François Mitterrand
François Maurice Adrien Marie Mitterrand arrived in this world on the 26th of October 1916 in the small Charente town of Jarnac, and he died in Paris on the 8th of January 1996 having spent fourteen years as the most powerful man in France. He was the longest-serving president in the history of the Fifth Republic. He was also the first person from the left to hold that office.
But those headlines conceal something far stranger. The man who abolished the death penalty had once recommended against clemency in 80% of Algerian independence cases he reviewed as Justice Minister. The man who became the standard-bearer of French socialism had, as a young student, marched alongside far-right nationalists and worked for the Vichy regime. He escaped from a German prisoner-of-war camp, built a resistance network, and then, for most of his presidency, concealed a prostate cancer diagnosis from the French people.
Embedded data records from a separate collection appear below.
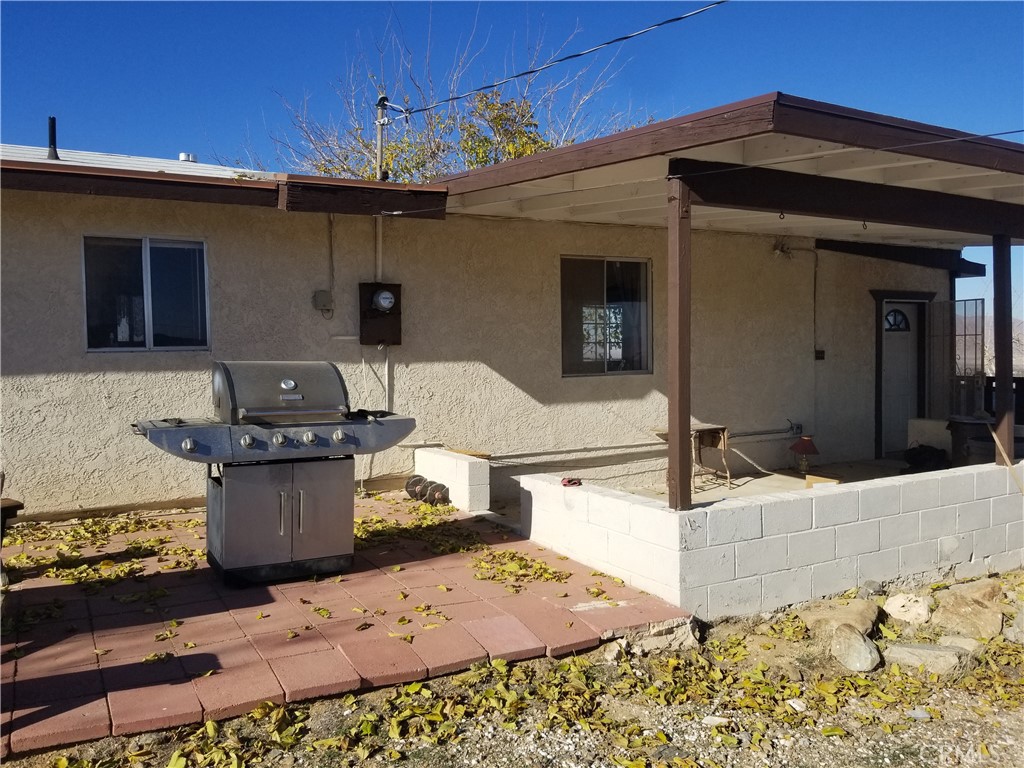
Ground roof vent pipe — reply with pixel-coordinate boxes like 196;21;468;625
46;115;60;160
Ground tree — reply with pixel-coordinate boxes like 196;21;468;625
272;9;643;182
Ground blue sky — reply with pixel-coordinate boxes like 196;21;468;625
0;0;1024;309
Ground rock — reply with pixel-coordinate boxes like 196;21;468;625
931;593;1002;640
785;698;807;712
647;616;700;640
797;599;879;639
948;579;1002;608
857;579;883;600
830;624;882;672
604;640;627;664
938;635;985;658
1002;605;1024;645
700;715;732;728
631;618;700;653
882;593;931;624
885;643;970;675
769;658;804;682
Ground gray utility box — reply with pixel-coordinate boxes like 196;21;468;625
207;456;355;582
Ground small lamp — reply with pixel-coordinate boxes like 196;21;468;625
790;434;818;475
How does a Catholic conservative from provincial France become the first socialist president elected by universal suffrage? How does a man with a foot in Vichy's camp end up reshaping the French left for a generation? And what does it mean that the country's most transformative postwar leader spent his final years hiding a terminal illness while still governing? Those are the questions this documentary will answer.
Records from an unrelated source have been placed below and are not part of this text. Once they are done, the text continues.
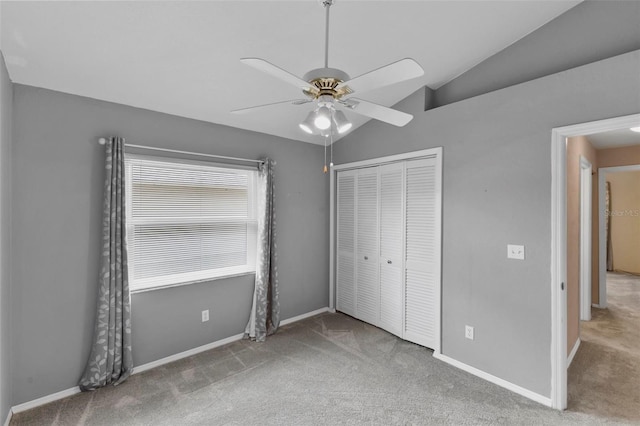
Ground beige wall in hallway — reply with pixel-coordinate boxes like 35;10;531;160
591;145;640;298
567;136;598;353
598;145;640;167
607;171;640;274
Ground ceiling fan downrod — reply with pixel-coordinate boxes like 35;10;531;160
322;0;333;68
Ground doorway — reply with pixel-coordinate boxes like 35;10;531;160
551;114;640;410
580;156;593;321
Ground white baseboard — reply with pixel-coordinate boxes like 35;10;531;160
4;408;13;426
131;333;244;374
567;337;580;368
11;386;80;414
11;308;329;414
280;307;329;325
132;308;329;374
433;353;551;407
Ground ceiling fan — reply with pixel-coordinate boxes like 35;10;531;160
231;0;424;136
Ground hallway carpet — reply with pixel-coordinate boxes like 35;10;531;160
568;273;640;424
11;313;632;426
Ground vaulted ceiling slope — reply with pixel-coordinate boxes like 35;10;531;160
0;0;580;143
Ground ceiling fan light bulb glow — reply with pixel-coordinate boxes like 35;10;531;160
333;111;353;134
313;107;331;130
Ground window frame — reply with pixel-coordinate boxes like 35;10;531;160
125;153;258;293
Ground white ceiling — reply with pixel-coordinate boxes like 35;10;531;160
0;0;580;143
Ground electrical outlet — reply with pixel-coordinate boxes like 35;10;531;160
464;325;473;340
507;244;524;260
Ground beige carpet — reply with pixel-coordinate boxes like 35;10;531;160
568;273;640;424
11;314;632;426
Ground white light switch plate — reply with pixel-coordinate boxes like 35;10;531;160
507;244;524;260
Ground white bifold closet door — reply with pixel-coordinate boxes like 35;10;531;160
403;158;440;348
355;167;380;325
379;163;404;337
335;151;441;351
336;170;357;316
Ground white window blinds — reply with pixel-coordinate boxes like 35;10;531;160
125;155;257;291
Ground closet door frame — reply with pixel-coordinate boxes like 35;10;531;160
329;147;442;356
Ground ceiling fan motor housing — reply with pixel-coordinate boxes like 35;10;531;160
303;68;353;99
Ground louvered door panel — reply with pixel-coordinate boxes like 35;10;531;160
379;163;403;336
336;170;356;316
356;167;380;325
404;159;440;348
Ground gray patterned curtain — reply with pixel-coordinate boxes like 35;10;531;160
79;138;133;391
245;158;280;342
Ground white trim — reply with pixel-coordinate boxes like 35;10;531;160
11;386;80;414
551;125;567;410
331;147;442;172
597;164;640;309
10;308;329;414
567;337;582;368
579;155;593;321
551;114;640;410
131;333;244;374
280;307;331;326
433;353;551;407
4;408;13;426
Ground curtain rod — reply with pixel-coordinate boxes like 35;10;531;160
98;138;264;164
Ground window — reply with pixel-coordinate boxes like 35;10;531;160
125;155;257;291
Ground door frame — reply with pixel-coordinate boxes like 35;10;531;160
329;147;443;356
594;164;640;309
580;155;593;321
551;114;640;410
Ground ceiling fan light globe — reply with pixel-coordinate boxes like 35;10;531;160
299;123;313;135
313;107;331;130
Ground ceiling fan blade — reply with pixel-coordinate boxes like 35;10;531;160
340;98;413;127
336;58;424;92
240;58;318;92
231;99;313;114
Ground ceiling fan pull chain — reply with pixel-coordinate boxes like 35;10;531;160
322;136;328;173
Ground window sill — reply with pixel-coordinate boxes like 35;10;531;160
129;271;256;294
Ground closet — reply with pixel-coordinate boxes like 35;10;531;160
332;149;441;352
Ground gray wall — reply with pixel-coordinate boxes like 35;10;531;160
431;0;640;106
334;51;640;397
10;85;329;405
0;52;13;422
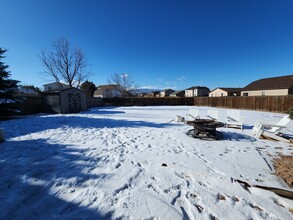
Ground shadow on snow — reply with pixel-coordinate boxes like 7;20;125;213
0;139;111;219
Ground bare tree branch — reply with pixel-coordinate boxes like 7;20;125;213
109;73;134;97
40;38;89;87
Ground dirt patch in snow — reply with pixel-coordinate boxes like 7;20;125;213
274;155;293;188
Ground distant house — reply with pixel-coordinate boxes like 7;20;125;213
94;84;122;98
209;88;242;97
42;88;87;114
145;91;161;97
185;86;210;97
17;87;39;95
241;75;293;96
170;90;185;97
160;89;175;97
43;82;69;92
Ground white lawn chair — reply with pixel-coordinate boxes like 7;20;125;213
252;115;291;143
226;110;244;130
185;108;199;121
206;109;219;121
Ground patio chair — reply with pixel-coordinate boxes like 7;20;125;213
252;115;291;143
226;110;244;130
185;108;199;121
206;109;219;121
From 1925 to 1934, Mitterrand studied at the Collège Saint-Paul in Angoulême, joining the Jeunesse Étudiante Chrétienne, the youth wing of Catholic Action. When he arrived in Paris in the autumn of 1934, he enrolled at the École Libre des Sciences Politiques, where he obtained his diploma in July 1937.
Those Paris years placed him close to France's fractious far-right milieu. He took membership for roughly a year in the Volontaires nationaux, an organisation linked to François de la Rocque's Croix de Feu league, which had just played a role in the 6th of February 1934 riots that brought down the second left-wing coalition government. He also wrote articles for the newspaper L'Écho de Paris, which aligned closely with the French Social Party, and he took part in demonstrations against what nationalists called the "invasion métèque" in February 1935.
He also had personal and family connections to members of the Cagoule, a clandestine far-right terrorist group active during the 1930s. When these associations were revealed in the 1990s, Mitterrand attributed them to the milieu of his upbringing.
What began to shift him was friendship. In 1938, he became close friends with a Jewish socialist, whom he later said he saved from attacks by the Action française movement. He credited this relationship with making him question some of his nationalist convictions. That questioning accelerated dramatically when the war began and he found himself a prisoner of the Germans.
Mitterrand was wounded by shrapnel on the 14th of June 1940 at Cote 304 near Verdun during the Battle of France. He was captured by the Germans on the 21st of June and taken to Stalag IX A, roughly 60 kilometres southwest of Kassel.
He made his first escape attempt in March 1941 with fellow prisoner Father Xavier Leclerc. The two men trekked 550 kilometres over 22 days but were arrested at Egesheim, just 30 kilometres from the Swiss border, and returned to the camp. While imprisoned, Mitterrand was appointed one of ten chancellors of the ZUT, a temporary university at Ziegenhain, where he lectured on the ancien régime and Voltaire. He later said the people he encountered there began moving him further left.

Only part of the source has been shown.